Yaşlıların kâbusu olan düşmenin hayati riskleri de beraberinde getirdiğini söyleyen Uzman Dr. Barış Doğukan Işıkoğlu, 50 yaş üzerindeki kişileri tehdit eden ve yaşla birlikte kas kütlesi ve gücünde azalma olarak tanımlanan sarkopeninin önlenebileceğini söyledi.
Güven Hastanesi İç Hastalıkları Bölümü’nden Uzman Dr. Barış Doğukan Işıkoğlu sarkopeni ile ilgili bilgi verdi. Yaşlanma sürecinin kaçınılmaz bir parçası olan sarkopeninin etkilerini azaltmanın mümkün olduğunun altını çizen Işıkoğlu, “Sarkopeni, yaşla birlikte kas kütlesi ve gücünde azalma olarak tanımlanan bir durumdur. Bu durum genellikle 50 yaşın üzerindeki bireylerde görülmeye başlar ve yaşlanma sürecinin doğal bir parçası olarak kabul edilir. Sarkopeninin belirtileri arasında kas kütlesinde belirgin azalma, kas gücünde azalma ve çabuk yorulma, fiziksel aktivitelerde zorluk (merdiven çıkmak, ağır nesneler taşımak), denge kaybı ve düşme riski artışı ile genel olarak fiziksel performansta azalma bulunur. Bu belirtiler başlangıçta fark edilmeyebilir ancak zamanla daha belirgin hale gelir ve yaşam kalitesini olumsuz etkileyebilir” diye konuştu.
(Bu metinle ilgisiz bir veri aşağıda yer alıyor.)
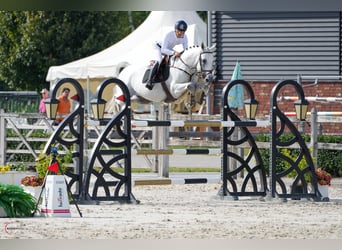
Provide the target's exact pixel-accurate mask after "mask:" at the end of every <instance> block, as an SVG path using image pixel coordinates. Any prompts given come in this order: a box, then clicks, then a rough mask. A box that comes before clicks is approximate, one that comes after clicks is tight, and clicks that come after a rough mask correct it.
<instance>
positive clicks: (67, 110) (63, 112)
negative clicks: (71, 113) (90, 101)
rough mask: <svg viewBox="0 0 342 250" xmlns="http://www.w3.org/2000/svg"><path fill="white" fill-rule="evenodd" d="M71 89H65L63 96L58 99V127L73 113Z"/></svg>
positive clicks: (55, 121) (68, 88)
mask: <svg viewBox="0 0 342 250" xmlns="http://www.w3.org/2000/svg"><path fill="white" fill-rule="evenodd" d="M69 93H70V89H69V88H63V89H62V94H61V95H60V96H59V97H58V98H57V99H58V100H59V104H58V108H57V117H56V120H55V125H58V124H59V123H60V122H61V121H62V120H63V119H64V118H65V116H67V115H68V114H69V113H70V111H71V102H70V100H69Z"/></svg>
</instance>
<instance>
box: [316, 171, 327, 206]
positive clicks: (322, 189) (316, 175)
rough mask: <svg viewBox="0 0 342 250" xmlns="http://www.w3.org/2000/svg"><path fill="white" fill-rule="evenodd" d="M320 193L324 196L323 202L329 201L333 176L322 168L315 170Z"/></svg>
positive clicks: (323, 197) (322, 198)
mask: <svg viewBox="0 0 342 250" xmlns="http://www.w3.org/2000/svg"><path fill="white" fill-rule="evenodd" d="M315 174H316V178H317V183H318V191H319V192H320V194H321V196H322V200H323V201H329V186H330V185H331V174H330V173H328V172H327V171H326V170H324V169H322V168H317V169H316V170H315Z"/></svg>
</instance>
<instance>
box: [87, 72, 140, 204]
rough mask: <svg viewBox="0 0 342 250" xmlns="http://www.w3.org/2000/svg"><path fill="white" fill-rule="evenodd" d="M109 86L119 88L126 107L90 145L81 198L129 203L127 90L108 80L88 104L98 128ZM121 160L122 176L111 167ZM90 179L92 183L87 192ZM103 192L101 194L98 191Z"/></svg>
mask: <svg viewBox="0 0 342 250" xmlns="http://www.w3.org/2000/svg"><path fill="white" fill-rule="evenodd" d="M110 84H112V85H114V86H118V87H119V88H120V89H121V91H122V93H123V96H124V98H123V100H124V103H125V105H124V106H123V107H122V108H121V109H120V110H119V111H118V112H117V113H115V114H114V115H113V117H112V118H111V119H110V120H109V121H108V122H106V124H104V125H105V127H104V128H103V129H102V131H101V134H100V135H99V136H98V138H97V140H96V142H95V144H94V146H93V149H92V151H91V153H90V158H89V161H88V167H87V173H86V178H85V190H84V191H85V193H84V196H85V197H89V199H92V200H106V201H125V202H132V201H136V200H135V198H134V196H133V195H132V177H131V100H130V93H129V90H128V88H127V86H126V85H125V84H124V83H123V82H122V81H121V80H119V79H117V78H109V79H106V80H104V81H103V82H102V83H101V84H100V85H99V86H98V88H97V90H96V98H95V99H93V100H92V101H91V104H92V109H93V115H94V119H95V120H99V121H100V125H101V124H103V123H101V121H103V120H104V119H103V118H104V110H105V105H106V101H105V100H103V99H102V94H103V91H104V90H105V88H106V87H107V86H108V85H110ZM120 160H123V161H124V164H122V165H123V166H124V172H123V173H119V172H117V171H115V170H114V169H113V168H112V166H113V164H115V163H117V162H118V161H120ZM95 162H96V164H97V166H100V167H101V169H100V170H95V169H94V164H95ZM98 164H99V165H98ZM105 175H106V176H105ZM92 176H93V178H94V179H92V181H94V184H93V190H91V191H90V179H91V177H92ZM108 176H109V179H110V180H108V178H107V177H108ZM113 189H114V192H113V191H112V190H113ZM102 190H104V194H103V193H102V192H100V191H102Z"/></svg>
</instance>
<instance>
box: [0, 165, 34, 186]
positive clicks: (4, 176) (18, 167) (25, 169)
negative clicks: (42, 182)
mask: <svg viewBox="0 0 342 250" xmlns="http://www.w3.org/2000/svg"><path fill="white" fill-rule="evenodd" d="M31 174H33V172H32V169H31V168H30V167H29V166H26V165H25V164H23V163H21V164H7V165H4V166H0V182H1V183H5V184H12V185H18V186H19V185H20V181H21V179H22V178H23V177H24V176H26V175H31Z"/></svg>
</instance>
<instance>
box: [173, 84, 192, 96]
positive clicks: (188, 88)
mask: <svg viewBox="0 0 342 250" xmlns="http://www.w3.org/2000/svg"><path fill="white" fill-rule="evenodd" d="M196 90H197V83H196V82H182V83H173V84H172V92H173V93H174V95H175V96H177V97H178V96H181V95H182V94H183V93H184V92H185V91H190V92H191V94H192V95H195V93H196Z"/></svg>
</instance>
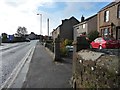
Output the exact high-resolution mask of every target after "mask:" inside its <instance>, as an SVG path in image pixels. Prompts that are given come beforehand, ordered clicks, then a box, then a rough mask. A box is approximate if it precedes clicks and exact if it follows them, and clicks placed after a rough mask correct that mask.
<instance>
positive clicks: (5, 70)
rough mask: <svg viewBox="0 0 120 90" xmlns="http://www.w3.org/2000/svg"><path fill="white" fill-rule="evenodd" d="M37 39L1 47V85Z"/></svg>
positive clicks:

‘MENOPOZ SÜRECİ HIZLANDIRABİLİR’
Sarkopeninin başlıca nedenleri arasında yaşlanma, fiziksel aktivite eksikliği, yetersiz beslenme, hormonal değişiklikler ve kronik hastalıkların yer aldığının altını çizen Işıkoğlu, “Yaşlanma süreci doğal olarak kas hücrelerinin kaybına ve kas liflerinin incelmesine yol açar. Sedanter yaşam tarzı kas kütlesi kaybını hızlandırır. Ayrıca, protein ve diğer önemli besin maddelerinin yetersiz alımı kas sağlığını olumsuz etkiler. Özellikle erkeklerde testosteron seviyesindeki azalma, kadınlarda ise menopoz sonrası östrojen seviyesindeki düşüş sarkopeniye katkıda bulunabilir. Diyabet, kronik böbrek hastalığı ve bazı kanser türleri gibi kronik hastalıklar da kas kaybına neden olabilir” dedi.
‘DENGE EGZERSİZİ DÜŞME RİSKİNİ AZALTIR’
Sarkopeni ile mücadele etmek ve kas kaybını en aza indirmek için düzenli egzersiz, dengeli beslenme ve sağlıklı yaşam tarzı alışkanlıklarının benimsenmesi gerektiğini vurgulayan Işıkoğlu, “Ağırlık antrenmanları, kas kütlesini artırmak ve gücü korumak için önemlidir. Haftada en az iki kez yapılması önerilir. Aerobik egzersizler, yürüyüş, koşu, bisiklet gibi kardiyo egzersizleri de genel sağlık için faydalıdır ve kas kaybını yavaşlatabilir. Yoga ve pilates gibi esneklik ve denge egzersizleri de düşme riskini azaltır. Kas kütlesini korumak için günlük olarak yeterli miktarda protein almak önemlidir.
Özellikle hayvansal protein kaynakları (et, balık, süt ürünleri) ve bitkisel proteinler (baklagiller, soya ürünleri) tercih edilmelidir. D vitamini ve kalsiyum, kas ve kemik sağlığı için kritiktir. Güneş ışığı, süt ürünleri ve takviyeler D vitamini kaynağı olarak önerilir. Ayrıca, antioksidanlar ve omega-3 yağ asitleri inflamasyonu azaltabilir ve kas sağlığını destekleyebilir. Balık, ceviz, keten tohumu ve çeşitli meyve ve sebzeler bu besinleri içermektedir” ifadelerini kullandı.